<li>item<li> Is not valid HTML, it's merely valid grammar syntax for a loose par...

kristoff_it · on Sept 16, 2024

The example omits the context around those <li>s but you can assume they're inside a <ul>. That's semantically valid html because </li> can be omitted.

But despite being valid and unambiguous for the parser, it can still lead to confusing problems for unsuspecting developers:

    <ul>
      <li>item1</li>
      <li>item2<li>
      <script id="this-script">
         let ul = document.getElementById("this-script").parentElement;
         console.log(ul.tagName);  // prints "LI"
         // *confused screams by the developer*
      </script>
    </ul>

tuyiown · on Sept 16, 2024

Ok, that's a specific rule for <li>, among others for closing tags, that was ignorance on my part, I overlooked the "sometimes" in the "It's valid HTML because the spec allows you to omit closing tags sometimes" comment.

dmsnell · on Sept 16, 2024

> Is not valid HTML, it's merely valid grammar syntax for a loose parser.

It's an incredible journey writing a spec-compliant HTML parser. One of the things that stands out from the very first steps are that the "loose parser" is kind of a myth.

Parsing HTML is fully-specified. The syntax is full of surprises with their own legacy, but every spec-compliant parser will produce the same result from the same input. HTML is, in a sense, a shorthand notation for a DOM tree - it is not the tree itself.

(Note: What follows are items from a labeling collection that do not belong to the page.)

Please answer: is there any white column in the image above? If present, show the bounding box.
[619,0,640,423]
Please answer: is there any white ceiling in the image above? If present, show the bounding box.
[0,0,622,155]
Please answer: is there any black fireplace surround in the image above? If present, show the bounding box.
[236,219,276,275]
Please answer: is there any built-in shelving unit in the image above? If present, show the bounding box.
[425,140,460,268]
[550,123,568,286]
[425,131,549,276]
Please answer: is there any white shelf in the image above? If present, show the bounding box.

The term "invalid HTML" also winds up fairly meaningless, as HTML error are mainly there as warnings for HTML validators, but are unnecessary for general parsing and rendering.

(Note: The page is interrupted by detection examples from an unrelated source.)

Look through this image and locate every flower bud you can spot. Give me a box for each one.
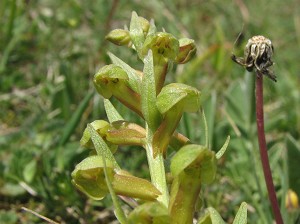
[105,29,131,46]
[175,38,197,64]
[138,16,150,36]
[142,32,179,60]
[94,64,143,117]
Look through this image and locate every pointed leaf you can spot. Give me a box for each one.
[141,50,161,130]
[88,124,120,169]
[232,202,247,224]
[216,136,230,159]
[156,83,200,114]
[104,99,124,123]
[129,12,145,59]
[107,52,141,94]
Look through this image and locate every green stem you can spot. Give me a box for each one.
[146,126,169,208]
[256,72,283,224]
[169,175,201,224]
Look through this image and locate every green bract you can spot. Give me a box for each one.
[128,202,170,224]
[170,144,217,184]
[153,83,200,157]
[72,12,247,224]
[105,121,146,146]
[72,156,160,201]
[175,38,197,64]
[105,29,131,46]
[94,64,142,116]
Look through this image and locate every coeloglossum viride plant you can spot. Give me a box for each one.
[232,35,283,224]
[72,12,247,224]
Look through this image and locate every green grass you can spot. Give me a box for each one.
[0,0,300,223]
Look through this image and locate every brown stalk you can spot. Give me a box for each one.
[256,71,283,224]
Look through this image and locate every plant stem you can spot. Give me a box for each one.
[146,126,169,208]
[256,71,283,224]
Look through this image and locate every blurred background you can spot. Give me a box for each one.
[0,0,300,224]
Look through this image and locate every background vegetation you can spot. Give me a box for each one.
[0,0,300,223]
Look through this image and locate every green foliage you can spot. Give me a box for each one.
[0,0,300,223]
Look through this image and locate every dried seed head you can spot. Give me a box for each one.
[232,36,276,82]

And these are things we can't easily say about XML parsers. There are certain errors from which XML processors are allowed to recovery, but which ones those are depends on which parser is run.

---

> I do like adding restrictions on confusing patterns with no known legitimate use cases or better alternatives.

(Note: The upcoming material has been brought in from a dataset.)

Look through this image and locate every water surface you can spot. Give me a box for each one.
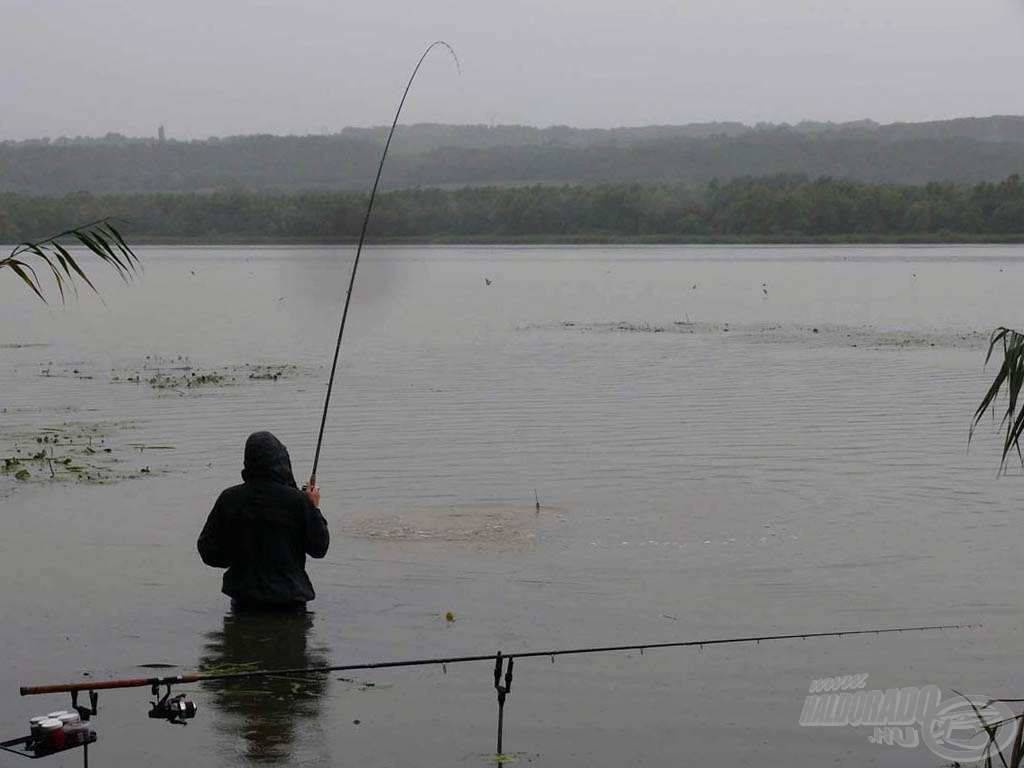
[0,246,1024,766]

HTML was based loosely on SGML, a language designed to encode structure in a way that humans could easily type. Particular care was made in SGML to allow syntax "minimizations" (omitted tags, for example), so that humans would overcome the effort to encode the required structure. It was noted in the spec that if people had to type every single tag they would likely give up. They did.

But SGML also had well-specified content models in the DTD, formalizing features like optional tags, short tags, tags derived from content templates, default attribute values. Any compliant SGML parser could reconstruct the missing syntax by parsing against that DTD.

HTML missed out on this and effectively the DTD was externalized in the browsers. The effort was made to produce a proper SGML DTD for HTML, but it was too late. Perhaps if there had been widely-available SGML spec and parsers at the time HTML was created the story would be different.

Needless to say, these patterns are the result of formal systems taking human factors into their designs. XML came later as a way to make software parsers easier, largely abandoning the human factors and use-case of people writing SGML/HTML/XML in a text editor.

SGML is still rather fun to write and many of these minimization features are far more ergonomic than they might seem at first. If you have a parser that properly understands them, they are basically just convenient macros for writing XML.

tuyiown · on Sept 17, 2024

Yes, thanks for pointing out that "valid" should not be thrown out too easily. And it happens that I made and mistake and the snippet is actually valid, a pattern shared with a small set of others exceptions, exactly as you point out !

Thanks for pointing out key aspects of the story, I had a loose knowledge about it.